Reboot - why has an 'ubuntu' entry appeared at the top the the BIOS boot list - this is legacy boot, all that should be there is a list of devices??? Select 'ubuntu' and, what a surprise, it won't boot and keeps returning to the BIOS boot list. Select HDD0 and boot into the new LM20.
Why has LM20 created a fat32 partition on a legacy boot? Primary partitions are in short supply on an msdos drive and we don't need the installer un-necessarily using up primary partitions? So what's in that fat32 partition? Reboot into LM19.0 (on another drive) and have a look: Looks like nothing*, so delete partition and reboot into LM20.
It did boot, I didn't time it, but subjectively it seemed to take lot longer than the previous boot into LM20 when the pseudo EFI partition was present.

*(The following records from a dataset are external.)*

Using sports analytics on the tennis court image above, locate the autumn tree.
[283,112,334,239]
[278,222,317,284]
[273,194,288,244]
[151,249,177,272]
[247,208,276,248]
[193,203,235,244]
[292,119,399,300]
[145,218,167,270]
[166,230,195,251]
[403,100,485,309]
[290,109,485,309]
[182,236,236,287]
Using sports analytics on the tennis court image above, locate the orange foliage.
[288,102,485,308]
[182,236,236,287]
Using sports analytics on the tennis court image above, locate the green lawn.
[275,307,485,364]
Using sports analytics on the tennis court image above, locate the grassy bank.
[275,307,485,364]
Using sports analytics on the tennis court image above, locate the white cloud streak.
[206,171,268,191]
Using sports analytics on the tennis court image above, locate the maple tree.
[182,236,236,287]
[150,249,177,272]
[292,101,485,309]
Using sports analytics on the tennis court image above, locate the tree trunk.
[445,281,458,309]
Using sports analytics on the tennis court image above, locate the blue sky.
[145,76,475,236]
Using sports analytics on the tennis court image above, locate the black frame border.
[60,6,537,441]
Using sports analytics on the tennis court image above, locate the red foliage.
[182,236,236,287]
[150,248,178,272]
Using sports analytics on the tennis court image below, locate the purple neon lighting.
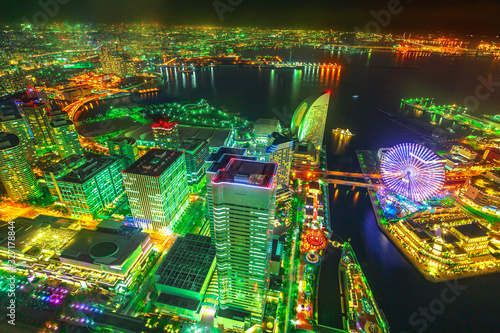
[380,143,445,201]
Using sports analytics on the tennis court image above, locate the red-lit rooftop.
[153,120,177,130]
[212,158,278,187]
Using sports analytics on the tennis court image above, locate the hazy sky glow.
[0,0,500,34]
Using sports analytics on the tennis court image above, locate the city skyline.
[0,7,500,333]
[0,0,500,34]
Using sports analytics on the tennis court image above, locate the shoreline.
[356,152,500,283]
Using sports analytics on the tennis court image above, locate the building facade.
[205,147,249,244]
[122,149,189,232]
[43,154,124,216]
[291,92,331,149]
[153,120,180,149]
[20,101,53,151]
[49,119,83,159]
[106,138,140,168]
[0,114,36,166]
[212,159,278,322]
[266,132,295,188]
[177,139,209,185]
[0,132,41,201]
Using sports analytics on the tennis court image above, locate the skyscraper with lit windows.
[266,132,295,187]
[205,147,249,244]
[177,139,209,186]
[153,120,180,149]
[212,159,278,322]
[43,154,124,216]
[20,100,53,150]
[0,114,36,165]
[0,132,41,201]
[49,119,83,159]
[122,149,189,232]
[106,138,140,168]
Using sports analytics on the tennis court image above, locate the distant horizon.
[0,0,500,35]
[0,21,500,39]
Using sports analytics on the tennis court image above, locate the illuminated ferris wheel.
[380,143,445,201]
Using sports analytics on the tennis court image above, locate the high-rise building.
[291,92,331,149]
[0,132,41,201]
[266,132,295,188]
[0,114,36,165]
[212,159,278,322]
[49,119,83,159]
[205,147,249,244]
[153,120,180,149]
[20,100,53,151]
[106,138,140,168]
[101,52,136,76]
[43,154,124,216]
[122,149,189,232]
[177,139,209,186]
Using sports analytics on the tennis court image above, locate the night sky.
[0,0,500,35]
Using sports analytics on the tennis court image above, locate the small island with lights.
[357,139,500,282]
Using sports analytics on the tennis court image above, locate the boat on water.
[339,242,389,333]
[332,128,354,136]
[99,92,130,100]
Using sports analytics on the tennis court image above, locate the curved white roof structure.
[291,92,331,147]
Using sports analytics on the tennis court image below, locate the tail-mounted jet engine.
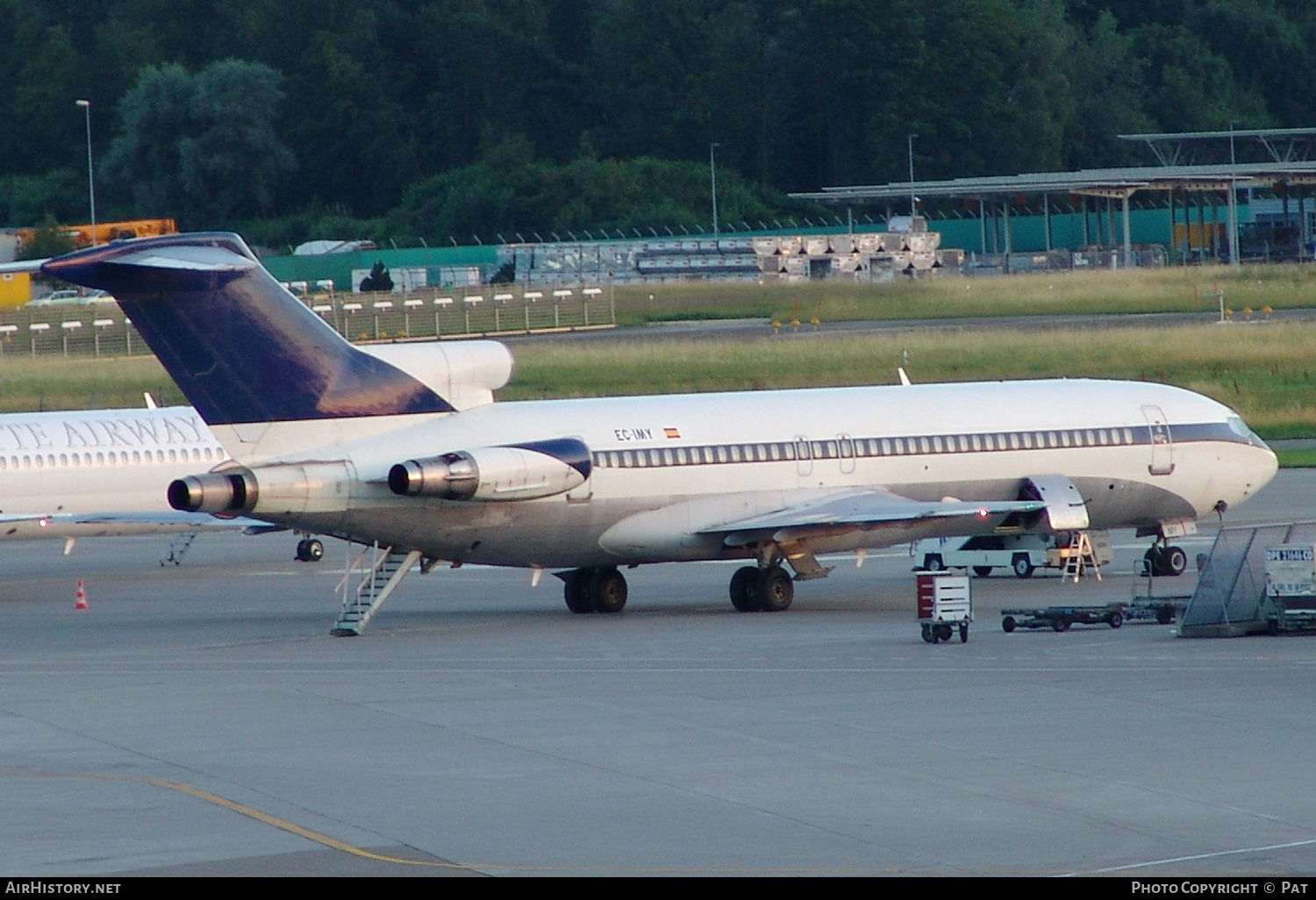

Not about to repeat the experiment, life's too short.
Conclusion - I think the mint/ubuntu team have screwed up the legacy install, probably on the basis that they don't care about legacy anymore.
Recommendation - if you want to install in legacy mode, pre-partition your drive with gparted and use the 'something else' option during install.
The other thing I noticed (this was cinnamon), in nemo:
- LM19.0 - devices pane on the left shows the other drives/partitions in the system, e.g. xyzGB volume (there are three drives in this laptop).
- LM20 - under devices - nothing (but the other drives were visible in 'disks'). Guess this is probably a setting somewhere.
*EDIT - didn't check to see if 'show hidden files' was enabled in nemo. Whoops... EDIT2 - show hidden was enabled.